# Micromaster mit Überspannungsabschaltung



## Gerold (3 Dezember 2009)

Hallo ,

folgende Situation :

wir haben eine Art Regalbediengerät in Kanda installiert.Die dortige Versorgungsspannung betrug 600 Volt wobei es eigentlich 575 Volt sein sollten.

Zum Einsatz kamen Micromaster 440 die speziell für die Spannung zugelassen sind,600 Volt +-10%

Das Problem ist jetzt das es sporadisch immer wieder zur Abschaltung des Umrichters kam, sobald gebremst werden musste.

Fehlermeldung war 'Überspannung Zwischenkreis'. Die Einstellungen im Umrichter sind ok.

Bremswiderstand ein
Lastspiel sogar auf 100 %
VDC Regler deaktiviert
Versorgungsspannungsparameter angepaßt

Erst nachdem wir tagelang den Fehler gesucht haben ist jemand auf die Idee gekommen einen Trafo vor die Einspeisung des Regalbediengerätes zu setzen um die Versorgungsspannung auf 550 Volt zu reduzieren.

Eine andere Firma hatte das gleiche Problem mit einem Micromaster der für 380 - 500 Volt ausgelegt war und die Versorgungsspannung bei 505 Volt lag.

Seitdem ist kein Fehler mehr aufgetreten.

Nun meine Vermutung : Sind die Micromaster für Versorgungsspannungen die am oberen Ende des Gerätes liegen nicht in der Lage diese auch noch zu verarbeiten.
Hat jemand auch schon mal ein ähnliches Problem gehabt.


----------



## Sesssko (4 Dezember 2009)

Hallo,
ich kann mir nur vorstellen das, wenn du den FU mit 600V speist, du ja schon im oberen Ende der eigentlichen Nennspannung bist. Bei 575V Eingangsspannung hast du ja schon eine Zwischenkreisspannung von 813V, bei 600V bereits 849V. Die Fehlermeldung F0002 (Überspannung) wird bei den 575V Geräten bei 1020V ausgelöst (fixer Wert). Wenn dein Motor etwas treibt kommst du ziemlich schnell dort hin. Du hast den Parameter P0210 (Netzspannung) vermutlich auf 600V eingestellt. Demnach würde der Bremswiderstand bei 959V einschalten (P0210 * 1,13 * 1,4142). Diese Berechnung basiert darauf, dass der Parameter P1254=0 ist (Autodetection der Netzspannung). Für mein Gefühl sind 61V bis zur Einschaltschwelle von F0002 etwas mager.

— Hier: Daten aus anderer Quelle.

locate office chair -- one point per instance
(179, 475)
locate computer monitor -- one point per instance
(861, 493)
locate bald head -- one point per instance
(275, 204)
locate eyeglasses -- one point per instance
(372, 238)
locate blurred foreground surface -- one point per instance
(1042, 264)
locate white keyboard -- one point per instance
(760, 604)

Ich hoffe das dein Bremswiderstand für 100% Lastspiel ausgelegt ist. Normalerweise wird diese Einstellung nur verwendet, wenn eine Rückspeiseeinheit o.ä. angeschlossen ist die die Energie wegschaffen kann. Die normalen bei Siemens erhältlichen Lastwiderstände sind nur für ein Lastspiel von 5% ausgelegt. Nimmst du vier Stück (je zwei in Reihe und parallel geschaltet), so kannst du den Wert auf 20% erhöhen. Dieses hat aber nichts mit der Energiemenge zu tun die du kurzzeitig wegschaffen kannst, sondern mit der thermisch zulässigen Belastung der Widerstände.


----------



## Uwe Schröder (5 Dezember 2009)

*Denke ich auch!*

Hallo!

Da macht der Zwischenkreis vom Fu bestimmt schon "dicke Backen"!
Vielleicht kann der Motor eine etwas flachere Rampe fahren?
Sonst braucht man eine große Bremse (Widerstand).

mfg Uwe


----------